The Accounting Basics for Electrical Contractors
Electrical contractors have unique bookkeeping needs compared to contractors of other trades. A common mistake occurs when an electrical contractor hires the wrong bookkeeper, thinking that they all are the same. For electrical construction accounting, understanding accounting/bookkeeping principles is vital for providing an all-inclusive estimate and the bid process. Don’t underestimate the basics of construction accounting!
— Construction accounting basics
— Key differences between regular accounting & construction accounting
— Percentage of completion
— Project accounting technology
Construction Accounting Basics
Accounting is one of the most important aspects of management and administration in business. In firms with several moving parts, an accounting team that accurately tracks the movement of assets into and out of the company is necessary to ensure both transparency and profitability. In the construction industry, firms and contractors face unique challenges when it comes to accounting. We’ll look at what those challenges are, identify the key differences between construction accounting and regular accounting practices, and emphasize the importance of adopting a software solution to improve your accounting and help you earn more money as a construction company or subcontractor.
What’s Unique About Accounting in Construction?
Whether you’re laying the bricks or keeping the books, it’s important to understand that construction accounting is different from regular accounting. A typical business like a restaurant or grocery store uses typical accounting principles. This model works perfectly for that type of business – selling products from a fixed location. From this, the business understands the cost of each item it sells and you keep overhead relatively constant.
In contrast, construction businesses are mobile and complete customized work in novel locations on a regular basis. Thus, construction companies must monitor totally different categories of costs: travel time, mobilization costs such as packing tools and equipment, delivery of materials to the job site, and even clearing the job site of excess materials once a job is completed. In a sense, the business has no fixed location and it is moved to wherever the customer needs it, along with the materials necessary for the job.
Construction companies also use the Percentage of Completion Method, where revenue is accounted for based on the estimated profit of a contract and what percentage of that project has been completed. This makes it even more critical that construction firms implement cost-accounting methods because it enables accurate tracking of their expenses to accurately project profit and loss.

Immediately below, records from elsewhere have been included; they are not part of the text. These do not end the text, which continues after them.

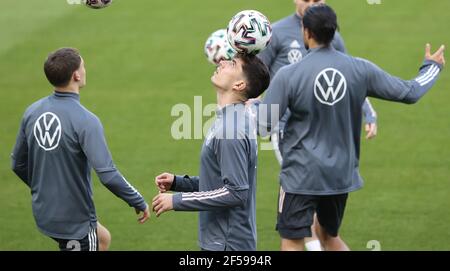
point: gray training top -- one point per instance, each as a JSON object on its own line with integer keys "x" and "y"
{"x": 227, "y": 183}
{"x": 58, "y": 142}
{"x": 287, "y": 47}
{"x": 325, "y": 92}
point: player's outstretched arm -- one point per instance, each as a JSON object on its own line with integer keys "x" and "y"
{"x": 385, "y": 86}
{"x": 370, "y": 116}
{"x": 171, "y": 182}
{"x": 19, "y": 156}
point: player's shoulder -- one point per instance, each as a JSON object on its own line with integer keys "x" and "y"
{"x": 29, "y": 111}
{"x": 85, "y": 117}
{"x": 285, "y": 22}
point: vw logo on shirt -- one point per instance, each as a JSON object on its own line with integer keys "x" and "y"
{"x": 47, "y": 131}
{"x": 330, "y": 86}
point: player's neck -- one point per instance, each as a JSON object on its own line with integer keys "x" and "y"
{"x": 313, "y": 44}
{"x": 71, "y": 88}
{"x": 225, "y": 98}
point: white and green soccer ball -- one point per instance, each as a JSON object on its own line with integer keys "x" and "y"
{"x": 98, "y": 3}
{"x": 249, "y": 32}
{"x": 218, "y": 48}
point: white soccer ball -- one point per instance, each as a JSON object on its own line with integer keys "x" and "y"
{"x": 249, "y": 32}
{"x": 218, "y": 48}
{"x": 98, "y": 3}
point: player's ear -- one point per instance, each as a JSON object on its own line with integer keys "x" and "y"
{"x": 240, "y": 86}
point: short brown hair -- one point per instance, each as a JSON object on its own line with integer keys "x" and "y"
{"x": 60, "y": 65}
{"x": 257, "y": 74}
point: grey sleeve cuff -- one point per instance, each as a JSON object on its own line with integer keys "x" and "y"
{"x": 117, "y": 184}
{"x": 185, "y": 184}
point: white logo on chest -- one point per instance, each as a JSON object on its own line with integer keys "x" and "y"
{"x": 47, "y": 131}
{"x": 330, "y": 86}
{"x": 295, "y": 55}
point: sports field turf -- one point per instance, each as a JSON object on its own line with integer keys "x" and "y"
{"x": 143, "y": 57}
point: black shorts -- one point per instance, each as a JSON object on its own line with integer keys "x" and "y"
{"x": 88, "y": 243}
{"x": 296, "y": 214}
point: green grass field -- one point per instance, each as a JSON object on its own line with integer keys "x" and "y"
{"x": 143, "y": 57}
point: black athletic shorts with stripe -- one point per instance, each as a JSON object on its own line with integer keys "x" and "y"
{"x": 296, "y": 214}
{"x": 88, "y": 243}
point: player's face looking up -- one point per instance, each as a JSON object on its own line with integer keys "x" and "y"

Project Accounting Technologies for Construction Companies
Construction accounting is significantly more complex than it is for most businesses. Being able to track, report and categorize costs and other expenses in your construction business is important for understanding the following:
— How to bid on projects
— Which projects are profitable for your business
— How to bill clients accurately and fairly
— How to make the most of your firm’s resources.
Accurate job costing currently requires daily reports to be generated in the field and submitted to the accounting department on a regular basis. Accountants must manually enter the reports into the accounting system regularly, a process that is time-consuming and generates backlogs on paperwork.
An integrated accounting software platform that allows frontline workers to complete and submit daily cost and progress reports, time cards, and change orders is an effective way to keep track of what costs are being incurred during a project. Better yet, the reports are accessible to both workers in the field and the accounting office instantly because they’re digital in seconds. This capability enables the rapid resolution of any costing issues and accurate tracking to ensure profitability.
Improving your electrical construction company accounting procedures starts with an understanding of the different types of costs you can incur working on a project. The next step is to categorize those costs effectively, understanding the nuances between expenses/overhead and cost of goods sold, and appreciating your firm’s capability of complex projects. The best way to ensure accurate accounting is to implement a software solution that allows workers at your firm to easily submit data on costing through an integrated accounting software platform. This practice saves time on paperwork and ensures that you never lose important data, making your firm more profitable as a result.